Over the last few months, the UK and Scottish Governments have taken some action in response to the cost of living crisis. We’re going to attempt to explain this – information here is accurate to our knowledge at the time of publishing.

UK Government Actions

Winter 2022-23

  • Price cap on energy bills as of October 2022 will be in place till April 2023.  This means that the average household bill will be capped at £2,500, but the amount you pay may be more or less, depending on type of property, number of rooms, and energy efficiency of the building. The cap is on the standard unit charge of electricity and gas, not on the actual annual bill. This has been done automatically, you don’t need to do anything. This will in place till April 2023. 
  • A total of £400 energy payments in winter 2022-23 to combat increasing energy prices.  Depending on your meter, this will be paid onto your bills or onto your account directly. If you have a traditional payment meter, you can cash in a voucher at the Post Office or other top-up centre. If you’re in Halls or Purpose Built Student Accommodation, the Government has not made it clear what support (if any) you are entitled to. If this is ever clarified, we will update the guide. If you live in private accommodation and your bills are included in your rent, the UK Government has legislated that   landlords must pass this £400 onto tenants. Payments will be made every month from October 2022-March 2023 
  • Additional cost of living payments have been brought in for 
    • Low income households who receive various benefits to a total of £650. The first payment was made directly to bank accounts in July
    • Some people on disability benefits will have received £150 on 20th September 

1st April 2023-31st March 2024

  • The Energy Price Guarantee from 1 April will continue to cap the average household bill at £2,500, by capping the unit price on electricity and gas. This will be in place till 30 June 2023  as announced in the   Budget on 15  March   2023  by the UK Chancellor. Your individual energy bill will differ depending on your energy usage, how you pay your bill, and your locality, as standard and unit rates for energy depend on your location.  Money Saving Expert provides more information on the specifics depending on how you pay your bill and locality. There's also more specific information on rates for those on prepayment meters and those who pay for their energy upon receipt of their bill (as opposed to those who pay by direct debit).
  • The £400 support with energy costs for all will end as of 31st March 2023, so in effect, the price cap is higher than the average £2,500
  • After June 30 2023, energy prices will be controlled by Ofgem's Energy Price Cap, as it is anticipated that it will be lower than the Government's Energy Price Guarantee.

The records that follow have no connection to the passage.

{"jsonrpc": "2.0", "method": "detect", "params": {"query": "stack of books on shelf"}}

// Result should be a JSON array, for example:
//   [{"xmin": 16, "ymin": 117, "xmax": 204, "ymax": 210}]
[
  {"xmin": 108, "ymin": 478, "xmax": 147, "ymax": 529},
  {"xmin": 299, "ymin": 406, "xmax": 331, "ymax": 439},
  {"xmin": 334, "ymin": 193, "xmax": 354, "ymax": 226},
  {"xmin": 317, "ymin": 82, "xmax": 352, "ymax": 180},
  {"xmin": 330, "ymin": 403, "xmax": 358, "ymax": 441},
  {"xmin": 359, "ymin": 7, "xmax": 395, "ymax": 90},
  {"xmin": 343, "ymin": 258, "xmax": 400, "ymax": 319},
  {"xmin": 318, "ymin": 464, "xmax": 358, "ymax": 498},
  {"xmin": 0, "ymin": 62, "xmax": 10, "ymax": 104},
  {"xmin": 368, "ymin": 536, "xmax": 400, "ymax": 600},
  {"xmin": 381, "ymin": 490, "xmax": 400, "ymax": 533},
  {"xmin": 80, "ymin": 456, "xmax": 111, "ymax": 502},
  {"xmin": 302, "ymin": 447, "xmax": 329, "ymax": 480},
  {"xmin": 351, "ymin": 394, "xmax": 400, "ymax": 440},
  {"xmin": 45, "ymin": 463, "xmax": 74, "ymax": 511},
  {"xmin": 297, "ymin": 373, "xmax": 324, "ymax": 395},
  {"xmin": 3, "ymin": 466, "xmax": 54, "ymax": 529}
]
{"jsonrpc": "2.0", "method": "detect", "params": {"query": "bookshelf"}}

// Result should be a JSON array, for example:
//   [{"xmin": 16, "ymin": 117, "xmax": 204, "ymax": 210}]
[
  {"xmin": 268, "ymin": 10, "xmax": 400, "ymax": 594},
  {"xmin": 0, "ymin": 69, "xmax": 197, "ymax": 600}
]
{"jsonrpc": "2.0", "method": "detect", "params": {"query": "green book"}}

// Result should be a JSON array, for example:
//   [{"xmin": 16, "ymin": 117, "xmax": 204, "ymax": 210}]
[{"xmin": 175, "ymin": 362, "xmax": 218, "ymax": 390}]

This price cap was used to regulate the energy market before the Government put their Energy Price Guarantee in place. It is projected that energy prices will continue to fall throughout 2023.  
  • Additional support payments will be available for
    • Households who get certain benefits will get a one-off payment of £900 next year 
    • Those with specific disabilities will receive £150 as a one-off payment
    • Those who use alternative fuels (heating oil, LPG etc) will get £200

Scottish Government Actions

Winter 2022-23

  • A   rent freeze   is in place till 30th March 2023 meaning that landlords cannot increase rents for tenants within this period.
  • Moratorium on evictions  – this means that the landlord has to meet further requirements in order to evict you this winter. There are some clauses whereby an eviction will be allowed in cases of anti-social behaviour, criminal activity, or rent arrears. 
  • Scotrail prices  have been frozen till at least March 2023
  • The Scottish Child Payment  will increase from £20 to £25 a week from 14th November, and from that date it will also be open to all children under the age of 16  
  • The Cost of Living website  has information on support available in the cost of living crisis. There’s information on energy bills, benefits, children and families, debt, money, health and wellbeing, disability, and older people. 

April 2023-24

Following from the UK Chancellor's Autumn Statement on 17th November, the Scottish Deputy First Minister revealed the Budget for Scotland on 15th December. Much of the content of this Budget may not be relevant to students, however, here are some of the key points:

  • Income Tax will increase for those earning at the level of Higher and Top Rates. Income Tax remains the same for those earning beneath those levels. If you earn less than £12,570 per year, you will pay no Income Tax.
  • The   Scottish Child Payment   will remain at £25 a week for children under 16. You will need to ensure you meet eligibility criteria for this.
  • Other social benefits will rise by 10.1% in line with inflation 
  • Funding to the Univeristy sector will increase by £20 million 
  • Local Councils have full flexibility to set Council Tax in their area, with no caps or freezes from the Scottish Government 
  • The Fuel Insecurity Fund, which supports people in fuel poverty, has had a £20 million increase 

What the University and Students’ Association are doing

The University has set up a Cost of Living Taskforce, which includes representation from the Students’ Association, which is focussing on:

  • Low cost and free provision of food and drink
  • Access to warm social spaces
  • Supporting access to part time employment
  • Working with student groups to promote lower cost and more sustainable groceries.

The University has created a Cost of Living webpage which will be kept up to date with the latest information on provision.